Sometimes when I’m watching Puss and Boots I imagine it as an adult-oriented blockbuster. The story line would be your token over-skilled loner woman saving the world (America) with an honourable hero who undoubtedly falls in love with this exceptional bombshell. I would scoff at the starlet’s unnecessary boob scene and glare at my husband until he states out loud that he acknowledges the over use of bronzer and eyelash extensions involved in this woman’s constant state of sexiness. “It’s absurd and unnatural Honey, I agree. You know I prefer my women pale with bags under their eyes. That’s why we’re Soulmates!!”
|Hey handsome hero!

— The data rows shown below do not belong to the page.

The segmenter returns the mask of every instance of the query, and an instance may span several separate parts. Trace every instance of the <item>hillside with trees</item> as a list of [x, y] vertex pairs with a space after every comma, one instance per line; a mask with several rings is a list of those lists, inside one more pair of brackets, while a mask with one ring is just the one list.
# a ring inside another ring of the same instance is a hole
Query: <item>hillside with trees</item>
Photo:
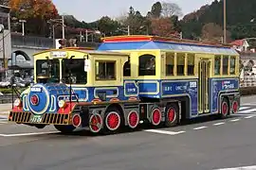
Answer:
[[[11, 8], [12, 31], [21, 32], [18, 20], [26, 20], [26, 34], [44, 37], [52, 36], [49, 19], [61, 16], [51, 0], [0, 0]], [[255, 37], [256, 1], [227, 0], [228, 42]], [[155, 2], [145, 16], [133, 7], [127, 7], [123, 16], [112, 19], [102, 16], [93, 23], [78, 21], [72, 15], [65, 15], [66, 37], [79, 37], [84, 29], [100, 30], [90, 41], [100, 41], [103, 36], [145, 34], [164, 37], [179, 37], [192, 40], [221, 42], [223, 36], [223, 0], [215, 0], [198, 10], [186, 14], [174, 3]], [[179, 20], [181, 18], [181, 20]], [[55, 27], [56, 38], [62, 37], [62, 26]], [[84, 39], [83, 39], [84, 40]]]
[[[227, 0], [228, 38], [231, 40], [256, 36], [256, 1]], [[180, 21], [188, 39], [215, 39], [223, 36], [223, 0], [214, 0]]]

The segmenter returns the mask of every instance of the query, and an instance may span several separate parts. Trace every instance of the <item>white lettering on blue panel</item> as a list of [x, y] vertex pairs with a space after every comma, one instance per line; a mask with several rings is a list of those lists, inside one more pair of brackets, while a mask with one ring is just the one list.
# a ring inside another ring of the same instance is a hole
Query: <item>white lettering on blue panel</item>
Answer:
[[173, 87], [170, 87], [170, 86], [164, 87], [164, 91], [171, 92], [171, 91], [173, 91]]
[[196, 82], [190, 82], [190, 88], [196, 88]]
[[42, 89], [39, 88], [39, 87], [32, 87], [30, 89], [30, 91], [33, 92], [33, 93], [41, 93], [42, 92]]
[[127, 89], [127, 92], [128, 93], [136, 93], [136, 88], [129, 88], [129, 89]]
[[187, 90], [187, 86], [177, 86], [176, 91], [184, 91]]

Remember that time I was wearing a crop top and I fixed your car with nothing but my worldly knowledge of shitty engines and this spare tube of body glitter….. I know… I was lying by crop top….|
Then I would go back to my kid’s movie. I can see the parallel story lines. My son and daughter are already learning Hollywood’s assigned roles to men and women. The roles of heros and distressed damsels.
I recently watched a very interesting TedTalks on this, called How Movies Teach Manhood. If you haven’t checked out TedTalks, you should. They are short, on interesting topics and will make you feel 86.9% smarter. Yup, I learned that number trick thingy from watching a TedTalks.
So in this talk, the presenter, Colin Stokes, outlines something called the Bechdel Test. Criteria to evaluate these movies in terms of how they are portraying gender to our children. Here are the three points required to pass the Bechdel Test:
- It has to have at least two women in it,
- who talk to each other,
- about something besides a man
Beauty and the Beast: Fail.
Puss and Boots: Fail.
I know it’s not realistic to cut out all popular media, and I know the Bechdel test doesn’t make something ‘gender-nurturing’ (or visa versa). I hope when my kids are old enough I’ll be able to help them stand back and critique what they are seeing. Question everything.